Nous retrouvons la trace de Justin Wiesel dans un dossier de la Division des Archives des Victimes des Conflits Contemporains (DAVCC) du Service Historique de la Défense à Caen puisque son oncle Eizik Wiesel avait fait une demande officielle auprès du Ministère des Anciens Combattants et des Victimes de la Guerre pour faire reconnaitre le décès de son neveu. Cette demande avait été déposée à Metz le 3 octobre 1946. Jusque-là le jeune garçon était considéré comme « non rentré ». Cette expression désignait à l’époque la situation de nombreuses personnes déportées durant la guerre dont on n’avait aucune nouvelle malgré la libération des camps. Leur statut s’avérait donc incertain puisqu’elles étaient officiellement vivantes et qu’on ne disposait d’aucune preuve formelle de leur décès.

Extraits de la demande de régulation de l’état-civil de Justin Wiesel déposée par Eizik Wiesel en 1946 et fiche de recherche (DAVCC du Service Historique de la Défense de Caen)

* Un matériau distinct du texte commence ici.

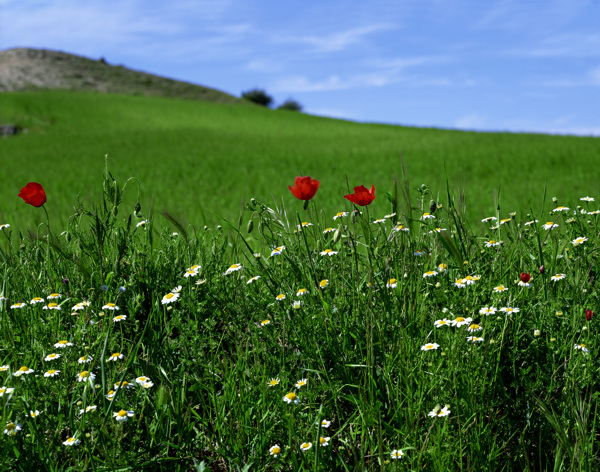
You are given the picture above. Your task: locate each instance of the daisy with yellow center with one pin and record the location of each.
(301, 383)
(233, 268)
(115, 357)
(291, 398)
(275, 450)
(170, 298)
(305, 446)
(460, 283)
(396, 454)
(23, 371)
(277, 251)
(122, 415)
(460, 321)
(12, 429)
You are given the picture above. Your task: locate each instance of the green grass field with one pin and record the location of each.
(204, 159)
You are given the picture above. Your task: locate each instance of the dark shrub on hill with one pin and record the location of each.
(260, 97)
(290, 104)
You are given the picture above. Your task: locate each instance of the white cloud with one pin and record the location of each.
(337, 41)
(470, 121)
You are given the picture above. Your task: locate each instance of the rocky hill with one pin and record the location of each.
(32, 69)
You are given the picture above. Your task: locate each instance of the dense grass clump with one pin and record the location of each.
(299, 339)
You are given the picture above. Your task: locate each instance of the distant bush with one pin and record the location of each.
(290, 104)
(260, 97)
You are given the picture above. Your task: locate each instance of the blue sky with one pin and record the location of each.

Le dossier de Justin Wiesel, portant le numéro 39.773, indique qu’il a été raflé le 27 juillet 1944 par la Gestapo à Paris, transféré à Drancy et par la suite, certainement emmené à Auschwitz. En janvier 1947, l’enquête conclut que Justin est « décédé de la déportation » le 4 août 1944, supposément à Auschwitz en Pologne et un acte de décès est établi. Celui-ci est transcrit le 28 janvier de la même année dans les registres communaux de Mareuil en Charente, sa dernière résidence connue. La mairie nous a communiqué ce document. Nous pouvons imaginer que la reconnaissance de la mort de son neveu a permis à son oncle de faire son deuil voire de régler la succession de son frère.

 

Extrait de l’acte de décès de Justin Wiesel du 14 janvier 1947(DAVCC du Service Historique de la Défense de Caen) et transcription sur les registres d’état-civil de la mairie de Mareuil (Charente)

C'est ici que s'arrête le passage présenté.